– Трагат, иди сюда! – крикнул Бентоль. Философ подошел, благоухая немытой шерстью, жареными аморфитами и спиртным.
– Трагат, вспоминай. Вот день, когда ты пропал. – произнес Бентоль, нажимая внушением. – Что ты делал, в какую часть леса пошел? Говори коротко.
– Краткостъ – сестра таланта, Бено. – начал Трагат, утвердившись на захвате. – Еще Катон, живший в Римской республике времен эллинизма, говорил: знай дело, слова придут. Это прекрасная мысль, достойная того, чтобы ее помнили со второго века до нашей эры вот уже 2400 лет…
– Короче, как ты вошел в лес? Долго ли шел?
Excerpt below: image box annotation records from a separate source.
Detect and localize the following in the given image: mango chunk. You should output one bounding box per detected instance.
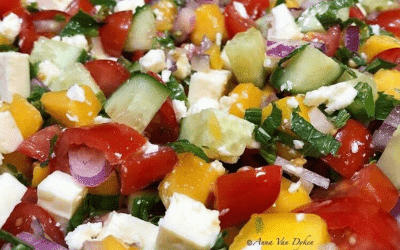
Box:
[158,153,225,207]
[267,178,312,213]
[229,213,330,250]
[40,85,101,127]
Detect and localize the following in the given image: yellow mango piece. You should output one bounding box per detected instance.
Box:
[360,35,400,61]
[89,171,120,195]
[10,94,43,139]
[32,162,50,187]
[267,178,312,213]
[374,69,400,99]
[191,4,227,45]
[3,151,32,179]
[101,236,140,250]
[206,44,224,69]
[229,83,263,118]
[158,153,225,207]
[40,85,101,127]
[229,213,330,250]
[151,0,178,32]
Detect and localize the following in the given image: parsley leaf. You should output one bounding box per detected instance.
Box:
[291,111,341,155]
[168,140,210,162]
[60,10,100,37]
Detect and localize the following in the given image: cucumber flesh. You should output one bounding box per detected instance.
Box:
[29,37,85,69]
[125,5,157,52]
[105,73,171,133]
[271,46,343,94]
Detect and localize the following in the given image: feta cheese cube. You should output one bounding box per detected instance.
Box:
[0,111,24,154]
[96,212,158,250]
[0,52,31,103]
[0,173,27,228]
[37,60,61,86]
[188,70,232,105]
[156,193,221,250]
[0,13,22,43]
[114,0,145,14]
[37,171,87,219]
[65,222,103,250]
[139,49,166,73]
[36,0,73,11]
[268,4,304,39]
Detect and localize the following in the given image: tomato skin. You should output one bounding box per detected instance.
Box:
[17,125,61,162]
[99,11,133,57]
[368,9,400,37]
[50,123,147,173]
[120,147,178,195]
[215,165,282,228]
[2,203,66,246]
[322,119,373,179]
[294,198,400,250]
[85,60,131,98]
[313,164,399,213]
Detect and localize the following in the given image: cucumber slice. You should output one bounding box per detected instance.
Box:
[105,73,171,133]
[271,46,343,94]
[49,62,106,104]
[224,28,266,88]
[125,5,157,52]
[179,109,255,163]
[29,37,85,69]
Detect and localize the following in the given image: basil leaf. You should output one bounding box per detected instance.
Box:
[291,111,341,155]
[244,108,262,126]
[375,92,400,121]
[254,103,282,145]
[60,10,100,37]
[167,140,210,162]
[364,58,397,74]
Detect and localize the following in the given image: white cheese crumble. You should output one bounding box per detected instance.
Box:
[0,13,22,43]
[233,1,249,19]
[67,84,86,102]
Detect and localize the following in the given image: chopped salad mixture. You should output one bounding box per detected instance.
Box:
[0,0,400,250]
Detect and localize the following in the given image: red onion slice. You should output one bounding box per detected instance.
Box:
[343,26,360,52]
[17,232,68,250]
[68,147,112,187]
[372,105,400,152]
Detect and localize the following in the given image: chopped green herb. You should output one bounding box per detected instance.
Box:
[291,111,341,155]
[168,140,210,162]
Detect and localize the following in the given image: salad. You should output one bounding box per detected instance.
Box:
[0,0,400,250]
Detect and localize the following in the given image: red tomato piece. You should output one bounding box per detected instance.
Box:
[215,165,282,228]
[294,198,400,250]
[67,0,96,16]
[2,203,66,246]
[368,9,400,37]
[120,147,178,195]
[373,48,400,71]
[99,11,132,57]
[18,125,61,162]
[322,119,373,179]
[51,123,147,173]
[313,164,399,212]
[85,60,131,98]
[144,98,179,144]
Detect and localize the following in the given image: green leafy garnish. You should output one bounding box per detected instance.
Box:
[168,140,210,162]
[244,108,262,126]
[364,58,397,74]
[0,230,35,250]
[60,10,100,37]
[291,111,341,155]
[131,193,165,226]
[254,103,282,145]
[375,92,400,121]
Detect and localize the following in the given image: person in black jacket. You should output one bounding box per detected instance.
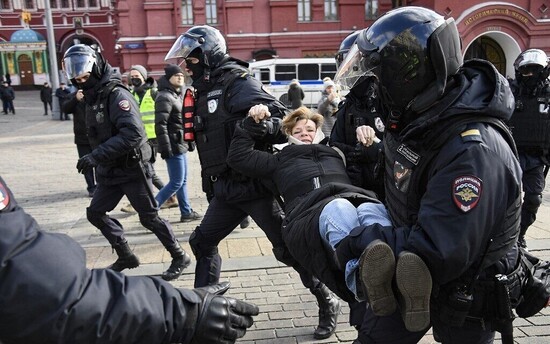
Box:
[335,6,522,344]
[166,25,340,339]
[0,81,15,115]
[155,64,202,222]
[40,82,52,116]
[329,31,386,201]
[227,107,431,338]
[287,79,305,109]
[0,176,259,344]
[55,82,71,121]
[509,49,550,247]
[63,44,191,280]
[63,90,96,197]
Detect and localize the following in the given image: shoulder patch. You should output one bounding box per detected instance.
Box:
[460,129,481,142]
[0,181,10,211]
[452,176,483,213]
[118,99,130,111]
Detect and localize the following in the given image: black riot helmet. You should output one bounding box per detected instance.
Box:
[164,25,227,69]
[335,6,463,124]
[63,44,106,84]
[514,49,548,83]
[334,30,361,68]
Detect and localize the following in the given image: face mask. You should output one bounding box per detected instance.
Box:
[186,63,204,81]
[130,78,141,87]
[77,73,99,91]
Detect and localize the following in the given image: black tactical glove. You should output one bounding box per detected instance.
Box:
[160,150,174,160]
[191,288,259,344]
[241,117,275,140]
[76,153,97,174]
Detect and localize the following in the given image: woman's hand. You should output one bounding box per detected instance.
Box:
[355,125,380,147]
[248,104,271,123]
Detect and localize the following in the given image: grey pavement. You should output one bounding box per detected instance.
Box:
[0,91,550,344]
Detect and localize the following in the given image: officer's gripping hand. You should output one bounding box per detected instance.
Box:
[76,153,97,173]
[191,287,259,344]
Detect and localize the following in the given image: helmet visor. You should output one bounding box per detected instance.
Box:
[334,44,378,88]
[168,33,204,60]
[63,54,96,80]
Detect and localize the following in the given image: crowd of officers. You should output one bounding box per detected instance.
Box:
[0,6,550,344]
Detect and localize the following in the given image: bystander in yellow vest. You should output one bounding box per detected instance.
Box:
[134,89,157,140]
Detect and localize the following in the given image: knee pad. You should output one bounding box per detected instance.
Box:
[272,246,297,266]
[86,207,107,229]
[139,213,164,232]
[523,193,542,213]
[189,227,218,260]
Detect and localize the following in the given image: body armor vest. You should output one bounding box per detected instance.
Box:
[134,89,157,140]
[509,83,550,155]
[194,67,245,177]
[86,82,152,165]
[384,117,521,268]
[336,83,385,145]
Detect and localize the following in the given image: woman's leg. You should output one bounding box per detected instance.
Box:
[155,154,183,205]
[176,154,192,215]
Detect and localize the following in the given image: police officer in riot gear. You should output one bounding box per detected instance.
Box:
[336,6,521,343]
[0,177,258,344]
[509,49,550,247]
[329,31,385,200]
[166,26,340,339]
[63,44,191,280]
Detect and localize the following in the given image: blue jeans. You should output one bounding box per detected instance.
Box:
[155,154,192,215]
[319,198,391,297]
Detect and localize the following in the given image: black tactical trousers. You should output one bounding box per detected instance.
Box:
[87,179,177,247]
[189,197,319,288]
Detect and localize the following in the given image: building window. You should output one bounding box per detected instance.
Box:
[0,0,11,10]
[325,0,338,20]
[365,0,378,20]
[23,0,36,10]
[206,0,218,24]
[298,0,311,21]
[391,0,406,8]
[181,0,193,25]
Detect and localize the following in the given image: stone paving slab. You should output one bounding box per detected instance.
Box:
[0,91,550,344]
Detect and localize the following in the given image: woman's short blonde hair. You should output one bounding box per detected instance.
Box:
[283,106,325,135]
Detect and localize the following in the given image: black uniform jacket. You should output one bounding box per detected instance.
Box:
[0,177,205,344]
[228,127,379,302]
[155,76,189,157]
[84,65,151,184]
[360,60,521,285]
[62,92,90,145]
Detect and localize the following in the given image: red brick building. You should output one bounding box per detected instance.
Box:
[0,0,550,84]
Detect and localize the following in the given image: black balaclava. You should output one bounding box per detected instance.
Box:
[130,78,142,87]
[186,48,206,83]
[73,73,99,91]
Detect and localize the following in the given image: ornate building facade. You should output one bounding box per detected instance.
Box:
[0,0,550,85]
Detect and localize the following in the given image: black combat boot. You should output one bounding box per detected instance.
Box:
[107,241,139,272]
[162,243,191,281]
[309,283,341,339]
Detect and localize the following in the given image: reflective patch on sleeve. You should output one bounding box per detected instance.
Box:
[0,181,10,211]
[453,176,483,213]
[118,99,130,111]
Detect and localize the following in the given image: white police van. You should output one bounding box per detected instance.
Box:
[249,58,342,109]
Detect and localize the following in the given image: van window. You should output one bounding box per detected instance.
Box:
[298,63,319,80]
[321,63,336,80]
[260,68,271,85]
[275,65,296,81]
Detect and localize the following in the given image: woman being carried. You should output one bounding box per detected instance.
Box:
[228,105,431,331]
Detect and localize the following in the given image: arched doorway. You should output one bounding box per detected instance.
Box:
[464,31,521,78]
[17,54,34,85]
[464,36,506,75]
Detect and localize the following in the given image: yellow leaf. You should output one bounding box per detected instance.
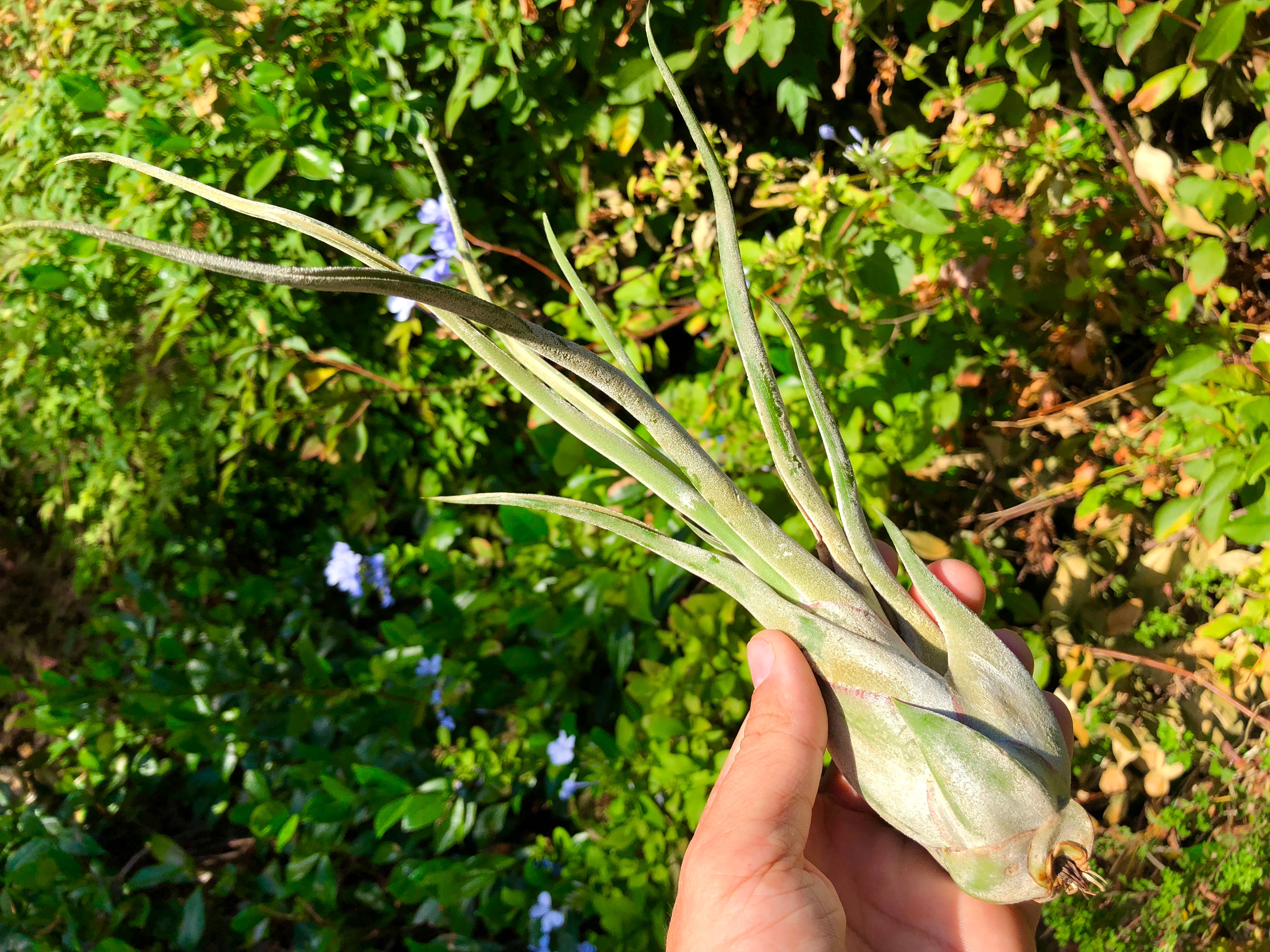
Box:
[305,367,339,394]
[903,529,952,562]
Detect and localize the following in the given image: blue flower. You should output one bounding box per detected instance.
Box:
[529,890,564,936]
[416,198,457,258]
[389,242,459,324]
[419,255,453,284]
[326,542,362,598]
[560,774,594,800]
[414,655,441,678]
[389,296,414,324]
[415,198,449,225]
[547,731,578,767]
[398,254,431,274]
[369,552,396,608]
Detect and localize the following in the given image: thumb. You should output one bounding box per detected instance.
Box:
[684,631,828,878]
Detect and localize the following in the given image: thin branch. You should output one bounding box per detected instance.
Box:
[1078,645,1270,730]
[297,354,405,392]
[631,301,701,340]
[1067,13,1164,245]
[464,229,569,291]
[979,491,1081,536]
[1161,6,1200,29]
[992,377,1153,429]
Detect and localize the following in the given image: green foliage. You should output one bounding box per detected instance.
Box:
[7,0,1270,952]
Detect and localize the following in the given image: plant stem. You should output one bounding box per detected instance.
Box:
[1067,13,1166,245]
[1079,645,1270,730]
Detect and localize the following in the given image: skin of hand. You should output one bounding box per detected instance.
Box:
[666,543,1072,952]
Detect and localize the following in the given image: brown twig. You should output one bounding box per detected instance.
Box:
[464,229,569,291]
[1067,13,1164,245]
[305,354,405,392]
[631,301,701,340]
[979,490,1081,536]
[1161,8,1200,29]
[1078,645,1270,730]
[344,400,371,427]
[992,377,1153,428]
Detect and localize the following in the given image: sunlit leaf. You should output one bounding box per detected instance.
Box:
[1115,3,1164,64]
[1195,0,1247,64]
[1129,64,1190,113]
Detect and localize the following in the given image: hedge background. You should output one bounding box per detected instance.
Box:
[0,0,1270,952]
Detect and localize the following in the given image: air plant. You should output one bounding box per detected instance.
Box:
[4,9,1101,903]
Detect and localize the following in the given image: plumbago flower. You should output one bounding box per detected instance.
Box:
[369,552,396,608]
[547,731,578,767]
[414,654,441,678]
[389,198,459,322]
[529,890,564,937]
[324,542,395,608]
[560,774,594,800]
[12,8,1102,909]
[326,542,362,598]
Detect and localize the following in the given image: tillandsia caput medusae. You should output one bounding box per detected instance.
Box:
[4,9,1100,903]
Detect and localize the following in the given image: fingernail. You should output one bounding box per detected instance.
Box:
[746,638,776,688]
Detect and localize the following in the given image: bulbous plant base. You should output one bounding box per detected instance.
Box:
[0,9,1100,919]
[931,800,1102,903]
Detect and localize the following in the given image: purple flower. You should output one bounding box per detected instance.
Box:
[415,198,459,259]
[419,255,453,284]
[414,655,441,678]
[326,542,362,598]
[415,198,449,225]
[560,774,594,800]
[529,890,564,937]
[369,552,396,608]
[547,731,578,767]
[389,296,414,324]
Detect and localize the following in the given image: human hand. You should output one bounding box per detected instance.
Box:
[666,542,1072,952]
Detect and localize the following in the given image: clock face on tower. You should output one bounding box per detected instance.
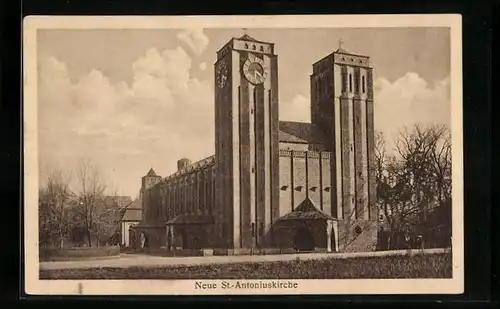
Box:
[243,55,269,85]
[216,61,229,88]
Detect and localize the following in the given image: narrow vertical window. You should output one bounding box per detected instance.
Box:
[342,73,347,92]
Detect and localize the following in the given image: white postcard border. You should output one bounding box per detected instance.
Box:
[23,14,464,295]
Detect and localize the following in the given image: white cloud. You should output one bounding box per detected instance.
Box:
[279,94,311,122]
[199,62,207,71]
[374,73,451,147]
[39,43,214,194]
[177,29,209,55]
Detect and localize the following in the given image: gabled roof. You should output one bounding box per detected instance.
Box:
[120,208,142,222]
[278,121,326,144]
[278,197,334,221]
[164,155,215,181]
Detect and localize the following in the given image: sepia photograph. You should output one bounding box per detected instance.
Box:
[23,15,463,295]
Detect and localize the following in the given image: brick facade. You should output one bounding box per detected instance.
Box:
[137,35,377,252]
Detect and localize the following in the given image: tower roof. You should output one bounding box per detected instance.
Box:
[278,197,334,221]
[146,168,158,176]
[237,33,271,44]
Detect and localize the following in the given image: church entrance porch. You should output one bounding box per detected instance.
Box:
[129,224,165,251]
[166,214,214,251]
[293,227,315,251]
[273,198,338,252]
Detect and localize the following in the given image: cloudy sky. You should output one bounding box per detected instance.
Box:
[37,28,450,196]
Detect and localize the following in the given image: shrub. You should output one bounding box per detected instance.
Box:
[39,246,120,261]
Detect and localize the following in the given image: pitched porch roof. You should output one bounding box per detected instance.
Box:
[278,197,335,221]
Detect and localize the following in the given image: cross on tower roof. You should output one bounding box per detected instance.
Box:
[337,38,347,53]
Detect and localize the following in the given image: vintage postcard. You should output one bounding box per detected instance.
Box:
[23,15,464,295]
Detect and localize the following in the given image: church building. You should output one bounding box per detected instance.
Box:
[130,34,378,254]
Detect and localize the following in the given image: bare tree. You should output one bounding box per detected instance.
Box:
[375,125,451,245]
[73,160,106,247]
[39,170,71,248]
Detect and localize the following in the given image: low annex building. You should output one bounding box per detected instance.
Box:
[132,35,378,254]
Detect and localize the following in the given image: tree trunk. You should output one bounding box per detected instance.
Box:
[59,229,64,249]
[86,227,92,247]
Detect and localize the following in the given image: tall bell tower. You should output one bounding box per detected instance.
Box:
[215,34,279,249]
[311,41,378,250]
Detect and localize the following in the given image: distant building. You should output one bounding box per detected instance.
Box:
[133,35,378,254]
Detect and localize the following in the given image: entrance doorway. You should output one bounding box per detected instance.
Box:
[293,227,314,251]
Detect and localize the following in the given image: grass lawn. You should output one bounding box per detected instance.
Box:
[40,253,452,279]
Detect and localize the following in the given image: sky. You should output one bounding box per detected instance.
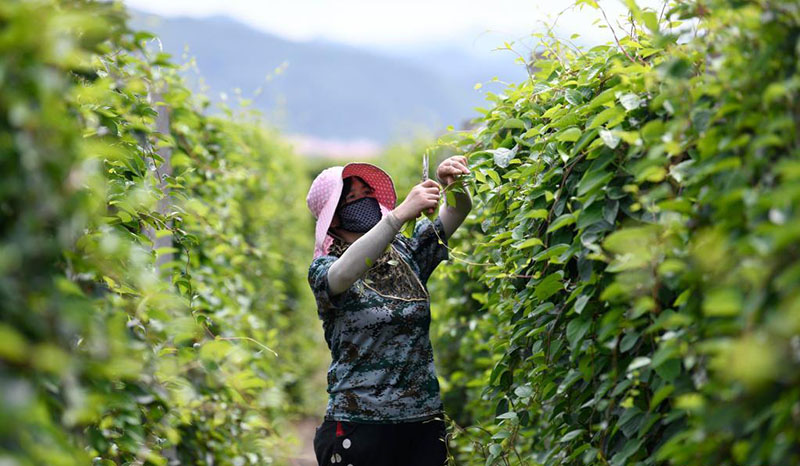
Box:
[124,0,662,53]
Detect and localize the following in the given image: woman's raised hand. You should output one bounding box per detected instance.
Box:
[393,180,441,223]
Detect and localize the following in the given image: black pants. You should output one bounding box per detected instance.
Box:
[314,419,447,466]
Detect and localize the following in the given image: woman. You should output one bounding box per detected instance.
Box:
[306,156,472,466]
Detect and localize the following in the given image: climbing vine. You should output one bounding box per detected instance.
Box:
[433,0,800,465]
[0,0,321,465]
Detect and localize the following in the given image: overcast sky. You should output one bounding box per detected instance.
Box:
[124,0,661,52]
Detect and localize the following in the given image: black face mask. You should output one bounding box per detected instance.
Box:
[339,197,381,233]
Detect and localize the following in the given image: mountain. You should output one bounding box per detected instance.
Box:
[130,10,524,143]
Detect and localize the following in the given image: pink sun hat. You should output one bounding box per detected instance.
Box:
[306,162,397,259]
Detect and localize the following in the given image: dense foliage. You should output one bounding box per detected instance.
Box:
[433,0,800,465]
[0,0,324,465]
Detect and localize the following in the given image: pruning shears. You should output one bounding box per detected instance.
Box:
[422,151,436,218]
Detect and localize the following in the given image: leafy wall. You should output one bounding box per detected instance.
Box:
[433,0,800,465]
[0,0,324,465]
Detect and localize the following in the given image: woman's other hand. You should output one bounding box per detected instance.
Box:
[392,180,441,223]
[436,155,469,186]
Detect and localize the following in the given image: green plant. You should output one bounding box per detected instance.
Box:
[434,0,800,465]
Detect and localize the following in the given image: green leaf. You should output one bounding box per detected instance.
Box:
[533,271,564,301]
[619,93,642,112]
[567,317,592,348]
[650,385,675,411]
[503,118,525,129]
[586,105,625,129]
[559,429,585,443]
[547,213,576,233]
[556,127,582,142]
[514,238,544,249]
[600,129,620,149]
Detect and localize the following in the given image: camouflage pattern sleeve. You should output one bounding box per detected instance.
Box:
[411,216,450,283]
[308,255,350,317]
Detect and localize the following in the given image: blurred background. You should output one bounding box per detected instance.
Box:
[125,0,644,158]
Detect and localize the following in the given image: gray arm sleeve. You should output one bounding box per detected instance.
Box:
[328,212,403,295]
[439,183,472,238]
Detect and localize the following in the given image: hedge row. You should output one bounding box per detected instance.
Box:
[0,0,320,465]
[433,0,800,465]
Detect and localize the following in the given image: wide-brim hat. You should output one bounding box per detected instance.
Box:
[306,162,397,259]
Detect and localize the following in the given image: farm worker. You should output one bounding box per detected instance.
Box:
[306,156,472,466]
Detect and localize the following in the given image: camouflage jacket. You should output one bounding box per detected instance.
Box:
[308,217,448,423]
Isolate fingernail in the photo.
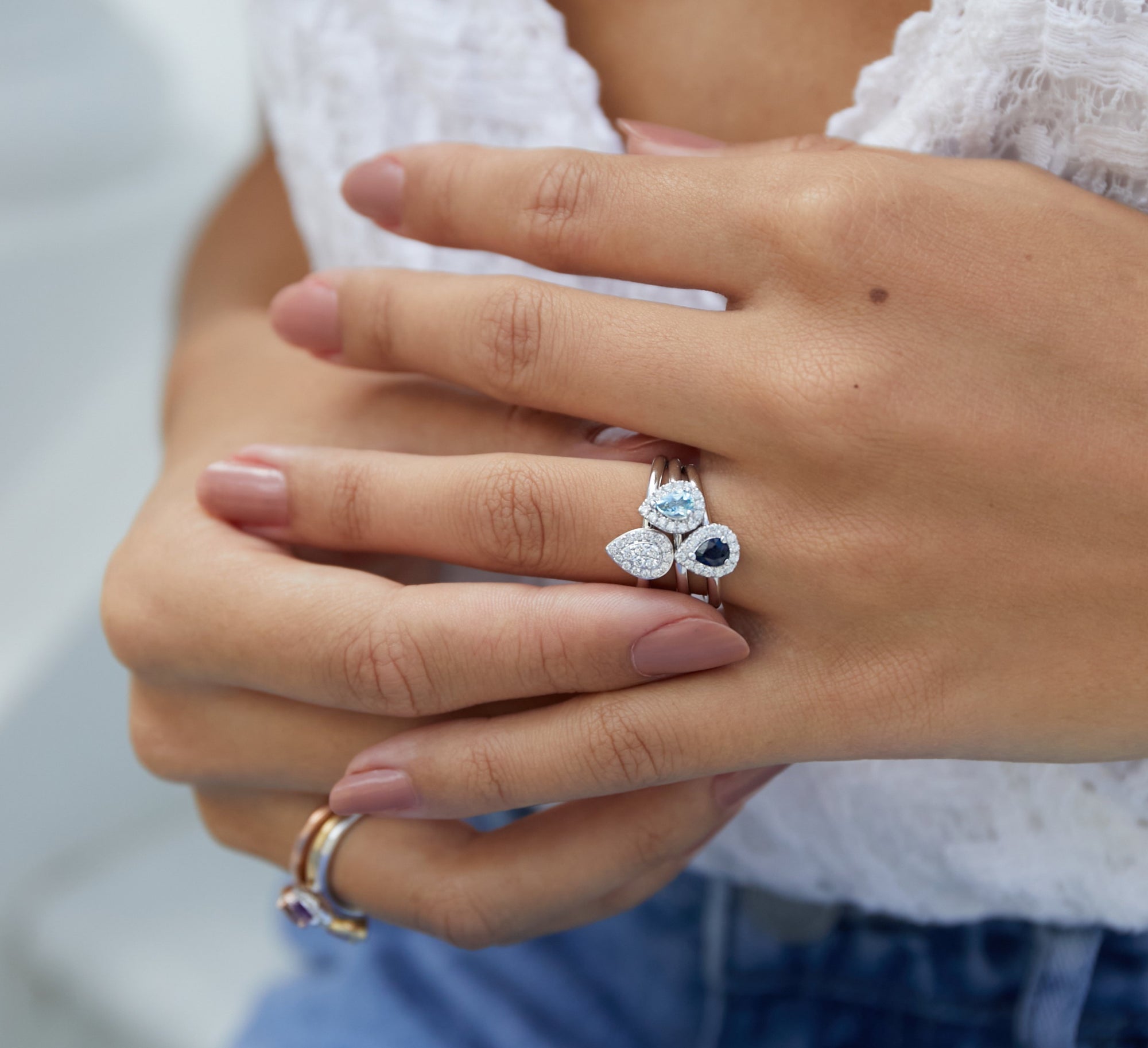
[714,764,784,808]
[343,156,406,230]
[328,768,419,815]
[618,121,726,156]
[630,619,750,677]
[267,277,343,358]
[195,459,289,527]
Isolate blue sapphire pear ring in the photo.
[606,456,742,607]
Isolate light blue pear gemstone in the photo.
[653,487,696,520]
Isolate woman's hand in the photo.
[103,301,763,946]
[258,133,1148,817]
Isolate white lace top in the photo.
[249,0,1148,929]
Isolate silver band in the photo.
[606,456,740,607]
[311,815,363,917]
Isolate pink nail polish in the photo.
[714,764,785,808]
[329,768,419,815]
[195,459,289,527]
[618,121,726,156]
[630,619,750,677]
[343,156,406,230]
[267,277,343,358]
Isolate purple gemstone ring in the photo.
[276,807,367,942]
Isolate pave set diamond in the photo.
[606,467,742,581]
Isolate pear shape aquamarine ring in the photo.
[606,456,742,607]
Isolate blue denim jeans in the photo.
[231,874,1148,1048]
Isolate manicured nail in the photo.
[195,459,289,527]
[343,156,406,230]
[714,764,785,808]
[329,768,419,815]
[618,121,726,156]
[267,277,343,358]
[630,619,750,677]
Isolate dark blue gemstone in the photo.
[693,538,729,568]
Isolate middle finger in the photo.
[272,270,753,451]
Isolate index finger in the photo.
[343,143,790,298]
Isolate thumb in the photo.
[618,119,855,156]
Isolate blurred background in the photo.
[0,0,289,1048]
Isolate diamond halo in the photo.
[606,528,674,581]
[638,480,706,535]
[674,525,742,579]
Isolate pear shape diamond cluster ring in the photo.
[606,456,742,607]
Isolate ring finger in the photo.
[200,445,737,588]
[199,769,775,948]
Что видел по пути?
– Как сказано еще в Древнем Риме, краткость речи не должна лишать ее изящества, иначе речь будет груба, – продолжал философ. – Восстанавливая в памяти фатальный час моей жизни, я вспоминаю, что то было утро. Однако вынужден констатировать, что даже в свете утреннего солнца я ничего не разглядел. В это время настоятельная потребность облегчить свои мучения от последствий вечернего возлияния была для меня главной, но ее следовало удовлетворить так, чтобы об этом не узнала моя жена. Меня сможет понять только тот, кто сам попадал в такое положение.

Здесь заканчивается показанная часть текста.